Fred Dews, Brookings Institution:


Rebel forces in the Democratic Republic of the Congo have executed and raped scores of women and children in the last few months. In Syria, as a result of the civil war, the UN says an average of 6,000 people per day are fleeing their homes, the worst refugee crisis in 20 years. South Sudan’s army has been accused of human rights violations as it wages a counter-insurgency campaign.

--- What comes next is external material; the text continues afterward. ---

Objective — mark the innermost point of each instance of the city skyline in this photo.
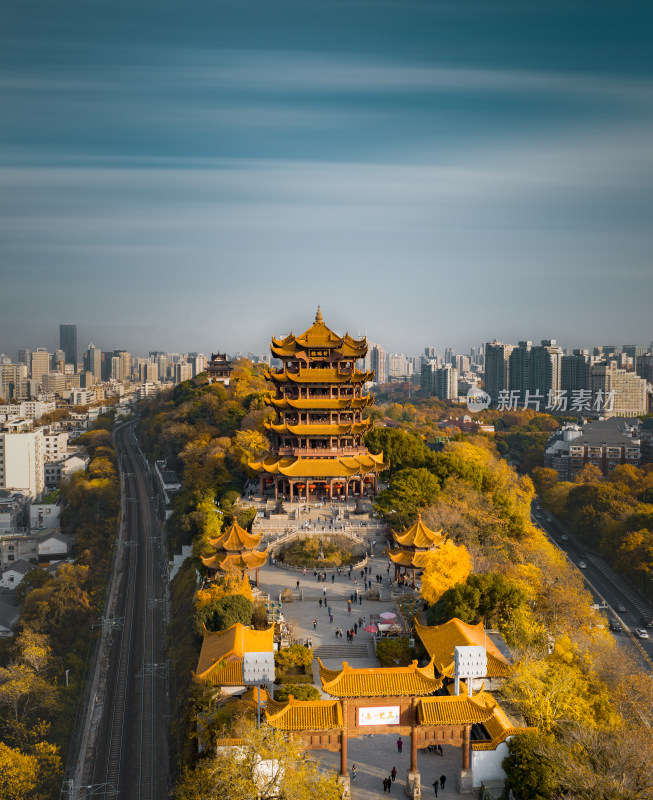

What responsibility do countries have to protect civilians from such human rights violations, and, indeed, what right does any country (or countries) have to intervene across another’s borders to protect rights? In 2005, world leaders unanimously affirmed the “Responsibility to Protect” (R2P), a set of principles designed to protect civilians from genocide, war crimes, ethnic cleansing and crimes against humanity and to provide norms to guide answers to these questions.

In a new report, “The United States and R2P: From Words to Action,” co-authors Madeleine Albright, former U.S. secretary of state, and Richard Williamson, a Brookings nonresident scholar and former special envoy to Sudan, review implementation of the R2P norms and recommend a number of steps to strengthen them, including specific steps the U.S. government should take to provide global leadership. Despite universal agreement on the principles, they find significant problems in their realization:

But all too often, the promise of R2P has been more noteworthy in its breach than in the honoring of our commitments. Despite the lofty ambitions of its framers, the crimes R2P was intended to prevent have continued at a shocking pace in the last few years, not only in Syria but also in such diverse places as Sri Lanka, Kyrgyzstan, the DRC, and Sudan. [More]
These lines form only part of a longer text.